Opinion by Ronald van Raak, Member of Parliament
THE HAGUE – It was astonishing to see how easy it is for the rich to evade taxes. Last week, Gregory Elias, also known as the “King of Curaçao”, was heard in the House of Representatives of the Dutch Parliament.
The House is investigating tax evasion. Curaçao plays a key role and this person, Elias is a key figure. The richest can keep their money anonymous through a trust office out of the view of the tax office. According to experts, surely 150 billion euros of our wealthy compatriots are kept hidden. A network of dubious banks, shady tax advisors and unscrupulous accountants on the island makes these ‘richies’ richer.

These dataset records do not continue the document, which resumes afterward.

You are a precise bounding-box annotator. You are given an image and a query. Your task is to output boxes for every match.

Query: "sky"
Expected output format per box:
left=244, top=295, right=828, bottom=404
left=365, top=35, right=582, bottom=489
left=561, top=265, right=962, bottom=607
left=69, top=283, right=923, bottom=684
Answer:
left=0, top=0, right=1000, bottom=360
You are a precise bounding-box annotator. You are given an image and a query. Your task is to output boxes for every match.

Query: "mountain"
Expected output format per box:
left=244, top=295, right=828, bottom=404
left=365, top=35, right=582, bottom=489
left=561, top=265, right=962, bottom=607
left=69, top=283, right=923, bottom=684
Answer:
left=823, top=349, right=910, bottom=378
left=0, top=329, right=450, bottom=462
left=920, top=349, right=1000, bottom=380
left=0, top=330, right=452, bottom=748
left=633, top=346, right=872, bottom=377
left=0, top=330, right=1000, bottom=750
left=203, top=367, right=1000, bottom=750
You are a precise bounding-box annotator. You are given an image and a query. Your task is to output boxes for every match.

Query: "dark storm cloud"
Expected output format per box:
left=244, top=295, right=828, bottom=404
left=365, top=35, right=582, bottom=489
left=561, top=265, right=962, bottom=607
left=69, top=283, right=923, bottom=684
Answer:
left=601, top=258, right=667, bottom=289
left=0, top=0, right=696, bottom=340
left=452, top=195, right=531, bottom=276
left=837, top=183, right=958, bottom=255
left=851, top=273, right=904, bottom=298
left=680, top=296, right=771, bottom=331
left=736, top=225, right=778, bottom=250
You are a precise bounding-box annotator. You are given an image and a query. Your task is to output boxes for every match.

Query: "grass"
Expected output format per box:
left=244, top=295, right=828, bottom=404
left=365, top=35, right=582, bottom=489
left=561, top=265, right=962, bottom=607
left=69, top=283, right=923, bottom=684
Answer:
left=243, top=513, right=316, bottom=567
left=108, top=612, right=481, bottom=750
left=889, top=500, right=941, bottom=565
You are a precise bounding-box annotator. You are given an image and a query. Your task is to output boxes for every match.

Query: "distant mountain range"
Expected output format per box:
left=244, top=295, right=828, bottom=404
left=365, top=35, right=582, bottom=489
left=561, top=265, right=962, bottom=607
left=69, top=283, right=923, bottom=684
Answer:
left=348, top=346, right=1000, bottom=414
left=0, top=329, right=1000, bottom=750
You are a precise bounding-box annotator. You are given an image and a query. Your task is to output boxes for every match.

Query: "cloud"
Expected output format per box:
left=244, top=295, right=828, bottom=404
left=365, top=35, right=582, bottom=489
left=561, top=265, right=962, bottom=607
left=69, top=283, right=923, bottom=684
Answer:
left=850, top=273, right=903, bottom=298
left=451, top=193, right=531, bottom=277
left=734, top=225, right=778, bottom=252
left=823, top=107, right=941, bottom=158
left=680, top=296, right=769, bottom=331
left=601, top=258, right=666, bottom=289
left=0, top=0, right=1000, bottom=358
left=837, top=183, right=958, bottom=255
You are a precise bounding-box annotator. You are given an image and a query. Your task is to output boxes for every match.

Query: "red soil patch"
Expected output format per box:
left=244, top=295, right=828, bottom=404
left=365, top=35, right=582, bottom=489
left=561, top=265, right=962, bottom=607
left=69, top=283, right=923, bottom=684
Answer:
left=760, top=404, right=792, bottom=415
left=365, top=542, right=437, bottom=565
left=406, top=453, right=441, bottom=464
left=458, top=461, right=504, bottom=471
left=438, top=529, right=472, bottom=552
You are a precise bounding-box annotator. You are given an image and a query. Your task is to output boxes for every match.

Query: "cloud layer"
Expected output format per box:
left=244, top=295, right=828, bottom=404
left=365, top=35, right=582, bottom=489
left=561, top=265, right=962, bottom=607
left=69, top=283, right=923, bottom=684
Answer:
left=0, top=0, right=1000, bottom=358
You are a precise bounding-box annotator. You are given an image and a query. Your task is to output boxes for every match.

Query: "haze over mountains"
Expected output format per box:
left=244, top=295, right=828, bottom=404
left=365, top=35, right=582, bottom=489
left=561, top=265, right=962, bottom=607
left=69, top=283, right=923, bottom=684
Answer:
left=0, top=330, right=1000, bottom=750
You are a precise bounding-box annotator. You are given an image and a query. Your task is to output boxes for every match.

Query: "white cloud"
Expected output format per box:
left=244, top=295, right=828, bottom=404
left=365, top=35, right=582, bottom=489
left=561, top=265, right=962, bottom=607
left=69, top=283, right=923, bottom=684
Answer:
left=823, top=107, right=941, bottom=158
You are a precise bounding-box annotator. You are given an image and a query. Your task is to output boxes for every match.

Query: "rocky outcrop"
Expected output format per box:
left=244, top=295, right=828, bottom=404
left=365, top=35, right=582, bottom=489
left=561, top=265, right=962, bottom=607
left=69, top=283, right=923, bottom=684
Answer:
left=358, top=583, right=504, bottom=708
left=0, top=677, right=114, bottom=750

How rich Gregory Elias is, we do not know. In 2002, he received tens of millions of euros for the sale of a trust office to Fortis Bank – and since then, his assets grew sharply. But Elias did not earn his first money in the financial sector but in the pop music. In the eighties, he made a name as a composer for, among others, Anita Meyer, who scored a number one hit in 1981 with Why Tell Me Why.
Asking questions makes sense
Curaçao is a small island, but there is a lot of money. It is also a country where the boundaries between the lower and upper world are very thin. This week was the appeal of former Prime Minister Gerrit Schotte, who was previously sentenced to three years in prison. Because he was bribed by gambling boss Francesco Corallo whose financial books were audited by KPMG. Corallo has also been arrested, because of the bribe of politicians in Italy. That was done through the Fortis Bank.
Last year, I asked dozens of parliamentary questions about the way in which Curaçao allows illegal online gambling worldwide, where many criminals’ money is being laundered. This kind of public disclosure has also made sense: this week, the announcement was made that Curaçao’s telecom company (UTS) will stop facilitating illegal gambling sites. This measure was taken because of the “negative publicity” and the “damage that the company suffers as a result.” I would say, you are welcome. And you see: Asking critical questions makes sense.
“Name your price”
‘Name your price and I will toss the dice’, Anita Meyer sings in ‘Why Tell Me Why’, which became the best-selling single in 1981 in our country. Gregory Elias is a very interesting figure, which also enjoys a lot of respect in Curacao. The former musician organizes a Caribbean version of the North Sea Jazz Festival and became known in 2016 when he organized a free concert with the Rolling Stones after normalizing relations between the United States and Cuba in Havana.
But the name of Gregory Elias and its trust offices are also common in the Panama Papers, the leaked documents about international tax evasion. “I do not know many people, but many people know me,” said Gregory Elias in the House of Representatives. I do not know what Elias’ price is – and not how his dices are rolling.
However, I know that a lot of taxes is being evaded through his trust offices. It is good that these practices are now being investigated by the House of Representatives – and thus made public. Only then governments will be willing to take action and put an end to this kind of scam. And then Gregory Elias has all the time to write beautiful pop songs.